Luísa Sonza inaugura 2026 com um movimento inesperado e sofisticado em sua trajetória: o lançamento de “Bossa Sempre Nova”, álbum gravado ao lado de Roberto Menescal e Toquinho, dois pilares vivos da história da música brasileira. O projeto reúne 14 faixas e nasce do encontro entre a voz pop de uma das maiores artistas da atualidade e a atemporalidade da bossa nova.

O ponto de partida foi a canção “Chico”, lançada em 2023 e líder de audiência no Brasil, que revelou uma afinidade natural de Luísa com o gênero.
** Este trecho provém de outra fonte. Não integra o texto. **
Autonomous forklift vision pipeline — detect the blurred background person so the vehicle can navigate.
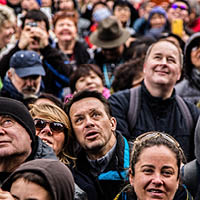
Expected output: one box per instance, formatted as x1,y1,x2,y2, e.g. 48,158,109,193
65,64,110,101
175,33,200,105
113,0,139,35
0,5,17,59
53,11,90,65
0,159,75,200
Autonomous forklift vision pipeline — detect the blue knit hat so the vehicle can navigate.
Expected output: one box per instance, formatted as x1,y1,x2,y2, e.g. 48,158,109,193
36,0,42,7
148,6,167,21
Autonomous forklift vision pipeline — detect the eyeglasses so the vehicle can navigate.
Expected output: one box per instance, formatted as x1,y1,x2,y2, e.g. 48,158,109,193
34,119,65,132
171,3,188,10
192,44,200,51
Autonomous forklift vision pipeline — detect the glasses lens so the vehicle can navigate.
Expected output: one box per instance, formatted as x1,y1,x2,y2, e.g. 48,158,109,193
171,4,187,10
50,122,65,132
171,4,178,10
179,5,187,10
34,119,46,129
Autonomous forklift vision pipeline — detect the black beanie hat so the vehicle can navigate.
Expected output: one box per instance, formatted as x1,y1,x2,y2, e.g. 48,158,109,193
0,97,36,149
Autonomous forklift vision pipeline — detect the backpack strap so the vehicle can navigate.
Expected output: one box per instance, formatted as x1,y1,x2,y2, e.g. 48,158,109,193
176,95,194,132
127,86,141,132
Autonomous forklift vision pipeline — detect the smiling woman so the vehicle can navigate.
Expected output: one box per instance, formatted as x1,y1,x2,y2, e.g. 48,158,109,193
115,132,194,200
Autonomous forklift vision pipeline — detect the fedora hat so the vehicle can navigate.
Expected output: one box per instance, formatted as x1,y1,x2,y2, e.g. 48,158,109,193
90,16,130,49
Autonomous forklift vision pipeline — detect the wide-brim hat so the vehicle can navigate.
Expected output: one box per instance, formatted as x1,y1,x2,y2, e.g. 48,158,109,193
90,16,130,49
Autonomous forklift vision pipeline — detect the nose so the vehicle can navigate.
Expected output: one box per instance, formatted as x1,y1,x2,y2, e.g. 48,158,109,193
85,116,94,128
38,124,53,136
161,58,167,65
0,126,6,135
86,77,92,85
152,173,163,186
26,78,34,86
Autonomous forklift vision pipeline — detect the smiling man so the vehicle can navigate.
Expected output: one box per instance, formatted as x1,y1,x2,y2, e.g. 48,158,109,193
109,40,199,160
66,91,132,200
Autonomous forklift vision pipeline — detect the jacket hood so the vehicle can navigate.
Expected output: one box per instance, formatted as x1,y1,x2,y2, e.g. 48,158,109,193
2,159,74,200
183,32,200,78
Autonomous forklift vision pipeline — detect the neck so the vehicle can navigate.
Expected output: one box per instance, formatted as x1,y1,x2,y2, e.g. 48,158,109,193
86,134,117,160
144,80,174,100
58,40,75,54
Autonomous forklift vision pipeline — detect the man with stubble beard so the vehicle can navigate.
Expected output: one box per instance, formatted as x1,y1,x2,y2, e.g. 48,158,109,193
0,50,45,105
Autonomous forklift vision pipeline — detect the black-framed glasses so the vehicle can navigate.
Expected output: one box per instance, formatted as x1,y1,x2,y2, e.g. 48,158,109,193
192,43,200,51
34,118,65,132
171,3,188,10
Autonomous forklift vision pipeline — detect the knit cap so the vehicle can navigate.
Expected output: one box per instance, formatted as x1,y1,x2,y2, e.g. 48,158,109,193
0,97,36,149
148,6,167,21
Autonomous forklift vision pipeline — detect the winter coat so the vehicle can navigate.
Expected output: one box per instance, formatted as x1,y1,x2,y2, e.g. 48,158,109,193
175,33,200,104
109,84,200,161
75,133,131,200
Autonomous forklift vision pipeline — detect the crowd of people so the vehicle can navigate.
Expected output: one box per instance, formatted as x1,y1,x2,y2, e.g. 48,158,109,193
0,0,200,200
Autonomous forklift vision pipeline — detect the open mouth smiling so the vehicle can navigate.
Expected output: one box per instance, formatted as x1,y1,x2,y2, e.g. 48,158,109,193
85,131,99,140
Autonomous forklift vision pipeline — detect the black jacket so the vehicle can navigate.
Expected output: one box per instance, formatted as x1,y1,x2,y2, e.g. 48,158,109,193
75,133,131,200
109,84,200,161
0,136,58,186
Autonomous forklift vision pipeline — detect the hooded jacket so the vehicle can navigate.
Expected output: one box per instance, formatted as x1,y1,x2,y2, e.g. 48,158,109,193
175,33,200,104
2,159,74,200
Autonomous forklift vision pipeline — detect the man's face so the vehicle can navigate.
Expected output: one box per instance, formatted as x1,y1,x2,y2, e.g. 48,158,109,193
102,45,124,61
69,97,116,157
24,19,48,51
167,1,189,24
0,115,32,158
21,0,40,10
114,5,131,23
54,18,77,42
144,41,181,88
8,71,41,96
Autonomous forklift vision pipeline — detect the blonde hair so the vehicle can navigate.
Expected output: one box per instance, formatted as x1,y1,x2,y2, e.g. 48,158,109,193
29,103,75,165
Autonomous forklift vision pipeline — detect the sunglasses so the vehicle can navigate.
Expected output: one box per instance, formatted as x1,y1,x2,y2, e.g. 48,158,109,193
171,3,188,10
34,119,65,132
192,44,200,51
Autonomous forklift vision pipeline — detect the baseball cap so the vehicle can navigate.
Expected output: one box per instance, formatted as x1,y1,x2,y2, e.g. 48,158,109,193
10,50,46,78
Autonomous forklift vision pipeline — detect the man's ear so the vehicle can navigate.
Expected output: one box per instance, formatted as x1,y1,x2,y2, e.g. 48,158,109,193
128,168,133,186
110,117,117,132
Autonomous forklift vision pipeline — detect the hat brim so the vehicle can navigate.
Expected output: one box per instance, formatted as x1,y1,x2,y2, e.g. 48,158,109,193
15,65,46,78
90,29,130,49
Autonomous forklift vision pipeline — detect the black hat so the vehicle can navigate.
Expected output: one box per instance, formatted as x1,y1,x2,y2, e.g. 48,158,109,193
10,50,45,78
0,97,36,149
90,16,130,49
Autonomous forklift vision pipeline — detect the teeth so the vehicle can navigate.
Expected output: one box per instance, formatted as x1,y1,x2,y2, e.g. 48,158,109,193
149,189,161,193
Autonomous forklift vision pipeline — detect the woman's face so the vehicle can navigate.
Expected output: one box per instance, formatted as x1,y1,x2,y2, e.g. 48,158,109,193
129,145,179,200
150,13,166,28
10,178,51,200
191,44,200,70
34,116,65,155
59,0,74,10
54,18,77,42
114,6,131,23
75,71,104,93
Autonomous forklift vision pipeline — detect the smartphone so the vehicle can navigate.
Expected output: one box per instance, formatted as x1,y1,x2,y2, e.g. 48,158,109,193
171,19,183,37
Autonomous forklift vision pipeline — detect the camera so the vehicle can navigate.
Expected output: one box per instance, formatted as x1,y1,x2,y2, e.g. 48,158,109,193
26,22,37,27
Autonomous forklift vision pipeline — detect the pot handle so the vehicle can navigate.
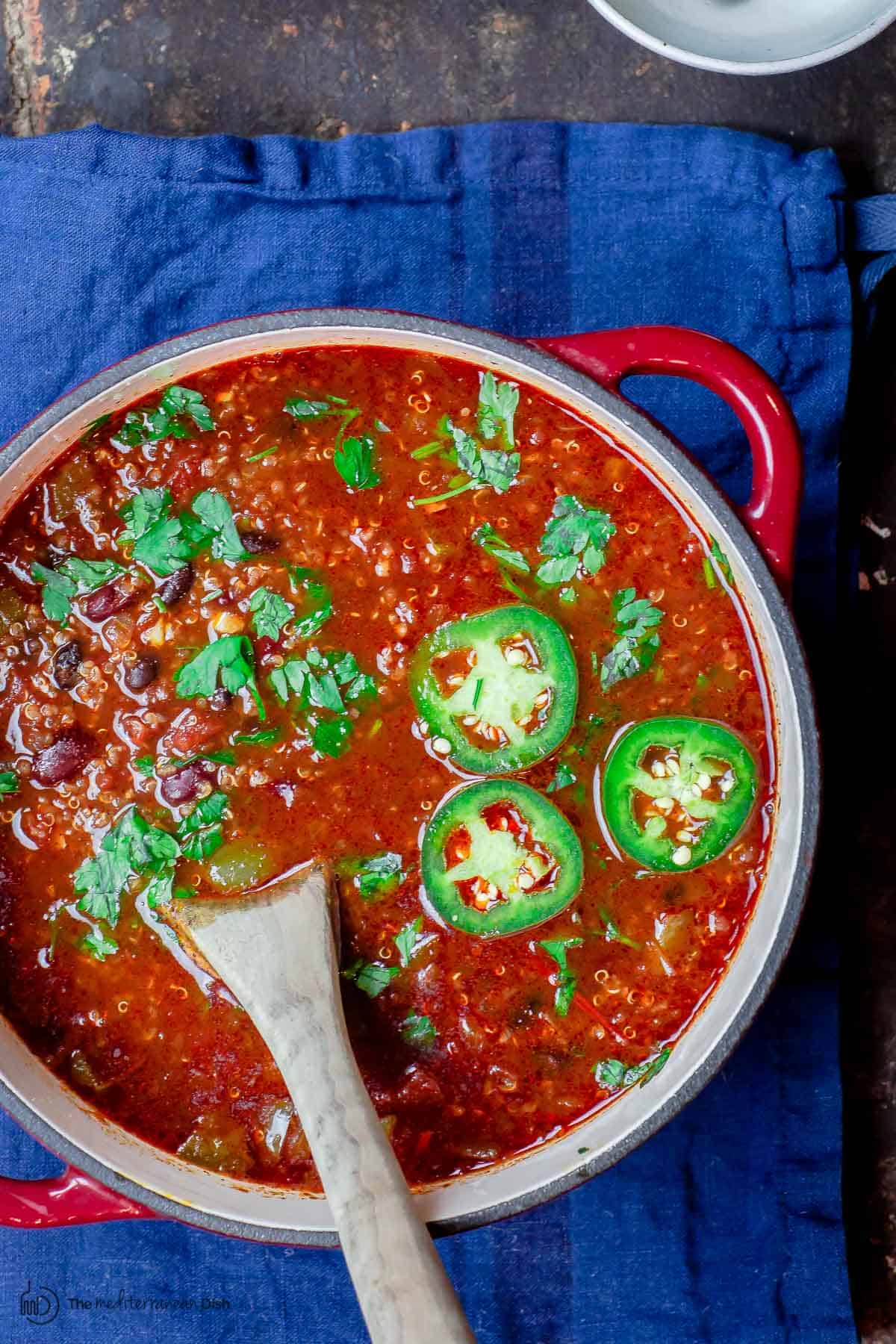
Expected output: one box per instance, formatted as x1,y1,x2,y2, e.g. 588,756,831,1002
528,326,802,588
0,1166,156,1230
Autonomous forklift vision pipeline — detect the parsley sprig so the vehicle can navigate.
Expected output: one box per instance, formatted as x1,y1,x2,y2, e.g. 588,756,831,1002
113,385,215,447
269,648,376,756
74,806,180,929
175,635,264,722
286,564,333,640
392,915,435,966
338,850,405,900
117,488,251,578
545,761,576,793
333,434,380,491
177,793,227,860
343,957,400,998
31,555,125,626
414,420,520,505
473,523,529,574
400,1013,437,1045
249,588,296,640
600,588,664,691
538,938,585,1018
476,371,520,447
535,494,615,586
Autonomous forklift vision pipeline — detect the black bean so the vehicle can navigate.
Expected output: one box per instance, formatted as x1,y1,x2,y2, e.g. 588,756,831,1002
125,653,158,691
52,640,84,691
158,761,217,806
31,729,97,785
239,532,279,555
82,583,137,621
158,564,195,606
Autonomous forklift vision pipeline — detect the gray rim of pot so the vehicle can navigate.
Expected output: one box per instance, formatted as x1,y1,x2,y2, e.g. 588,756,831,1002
0,308,821,1246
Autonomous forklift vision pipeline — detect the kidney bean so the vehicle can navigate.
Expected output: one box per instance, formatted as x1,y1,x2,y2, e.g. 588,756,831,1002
52,640,82,691
82,583,137,621
158,761,217,806
0,855,22,931
125,653,158,691
239,531,279,555
158,564,196,606
161,709,220,756
31,729,97,786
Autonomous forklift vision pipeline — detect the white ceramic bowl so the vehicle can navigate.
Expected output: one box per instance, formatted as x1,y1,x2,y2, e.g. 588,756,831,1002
591,0,896,75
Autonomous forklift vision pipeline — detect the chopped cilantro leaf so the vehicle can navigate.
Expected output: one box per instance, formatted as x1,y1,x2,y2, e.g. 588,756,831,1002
249,588,296,640
414,420,521,504
175,635,264,722
473,523,529,574
177,793,227,860
600,907,641,951
31,555,125,626
536,494,615,586
158,385,215,430
343,957,399,998
116,385,215,447
333,434,380,491
231,729,284,747
81,929,118,961
476,373,520,447
118,488,170,541
31,561,78,625
567,715,603,756
269,648,376,756
547,761,576,793
131,517,202,578
190,491,250,561
709,536,735,583
594,1045,672,1090
284,564,333,640
400,1013,437,1045
341,852,405,900
600,588,664,691
392,915,432,966
74,806,180,927
311,715,355,759
284,396,340,420
538,938,585,1018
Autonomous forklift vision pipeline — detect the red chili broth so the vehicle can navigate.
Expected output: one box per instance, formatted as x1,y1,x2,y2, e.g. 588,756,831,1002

A conexão amadureceu e se transformou em disco, gravado em 2025, de forma orgânica, com cantora e músicos tocando face a face no estúdio, quase sem cortes ou edições, preservando a essência do estilo criado no fim dos anos 1950.
Roberto Menescal, guitarrista, violonista e um dos fundadores da bossa nova, coproduz oito faixas do álbum — entre elas clássicos como “O Barquinho”, “Você”, “Ah, Se Eu Pudesse” e “Nós e o Mar”, além da inédita “Um Pouco de Mim”, primeira parceria de Menescal com Luísa. Já Toquinho, último parceiro musical de Vinicius de Moraes, assina a coprodução das seis faixas restantes, incluindo sucessos como “Tarde de Itapoã” e “Carta ao Tom 74”.
O disco revela uma Luísa Sonza mais direta, suave e precisa na interpretação. O timbre permanece reconhecível, mas agora guiado pela contenção e pelo balanço delicado que a bossa exige — influência assumida pela própria cantora, que se define como uma apaixonada recente pelo gênero. O repertório alterna clássicos consagrados e canções menos exploradas, mas igualmente fundamentais para a história da música brasileira.
A química entre Luísa e Menescal foi decisiva para que o projeto ganhasse corpo. O encontro entre os dois aconteceu após um show de Paula Toller, quando o compositor elogiou “Chico” e sugeriu que a artista mergulhasse mais fundo na bossa nova. O que começaria como uma gravação pontual acabou se transformando em um álbum completo, com produção finalizada entre o Rio de Janeiro e São Paulo, sob comando de Douglas Moda, parceiro frequente de Luísa.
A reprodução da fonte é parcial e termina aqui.